Rice, who is retiring in December after 30 years as Arkansas’ tourism czar, said his division largely ignored the foreign market until recently “because we didn’t think we had a product.” But the Cash Boyhood Home, Crystal Bridges and the Clinton Center changed the landscape, he said. “The international market is growing, and travelers making their second and third visits are coming to the heartland.”

Wooing the Chinese
Both Rojas-Ungár and Rice mentioned China as particularly fertile ground for wooing visitors. “Brand USA just hosted an event with Travel South USA in Atlanta that brought together high-level Chinese tour operators and government representatives to highlight the South, including Arkansas,” Rojas-Ungár said. “The Chinese market is important because they are some of the highest-spending visitors.”

Brand USA regularly brings foreign journalists to Arkansas, encouraging them to return home and write about it, Rice said. The Guardian, based in London, in 2014 listed the Cash Boyhood Home as one of 40 top places to visit worldwide.

Rice suggested that Chinese tourism could go hand-in-hand with Gov. Asa Hutchinson’s success in bringing Chinese businesses to Arkansas, including a $1.3 billion Sun Paper plant to Clark County. “We have activities that the Chinese are interested in and can’t do at home, like skeet and trap shooting,” Rice said. “In China, private citizens can’t own firearms.”
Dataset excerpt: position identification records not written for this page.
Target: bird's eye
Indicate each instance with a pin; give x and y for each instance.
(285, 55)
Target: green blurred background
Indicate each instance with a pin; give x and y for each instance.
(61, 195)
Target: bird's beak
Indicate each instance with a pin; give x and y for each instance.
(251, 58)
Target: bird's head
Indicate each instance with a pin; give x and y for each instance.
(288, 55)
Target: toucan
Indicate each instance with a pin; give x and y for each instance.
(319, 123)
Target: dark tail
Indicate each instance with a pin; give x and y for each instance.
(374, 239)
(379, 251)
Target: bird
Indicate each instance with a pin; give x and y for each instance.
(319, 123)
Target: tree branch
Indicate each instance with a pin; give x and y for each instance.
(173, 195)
While Rice is a big supporter of Brand USA, he said the current lobbying push may well rescue its funding. “Their bacon may not need saving,” he said, because budget plans rarely pass into law unaltered. An aide to Boozman echoed that theme.
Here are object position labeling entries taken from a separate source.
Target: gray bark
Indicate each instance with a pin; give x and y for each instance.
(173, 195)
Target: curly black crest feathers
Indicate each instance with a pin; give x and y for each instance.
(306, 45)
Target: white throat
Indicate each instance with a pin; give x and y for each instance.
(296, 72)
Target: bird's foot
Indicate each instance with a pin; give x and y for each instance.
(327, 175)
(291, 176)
“The president’s budget proposal is non-binding,” Sara Lasure of Boozman’s office wrote in an email to Arkansas Business. While stopping short of saying that Boozman would seek to reverse the budget provision, Lasure said the senator “supports efforts to promote the U.S. as a tourist destination for international visitors.”
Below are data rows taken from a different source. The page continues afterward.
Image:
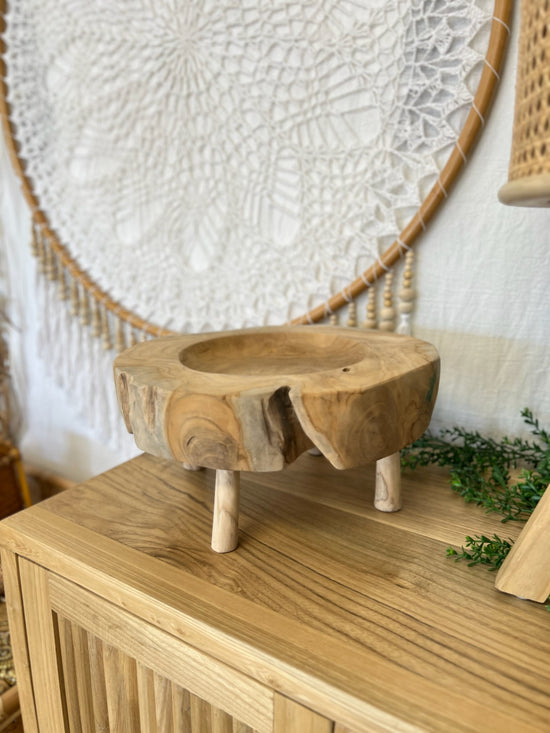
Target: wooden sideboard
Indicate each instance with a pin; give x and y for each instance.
(330, 617)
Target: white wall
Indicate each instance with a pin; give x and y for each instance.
(483, 300)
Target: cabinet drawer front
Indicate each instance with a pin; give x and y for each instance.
(140, 678)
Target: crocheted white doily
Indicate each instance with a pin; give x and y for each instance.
(217, 164)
Rojas-Ungár questioned the timing and logic of the budgeting threat, noting that Commerce Secretary Wilbur Ross and Budget Director Mick Mulvaney have spoken favorably of Brand USA in the past.

“We’re cautiously optimistic that the funding might be saved,” she said. “We have a strong case to make that this program allows the private sector to accomplish goals, and lets the government play a role, but not at the expense of taxpayers. It’s a win-win all around.”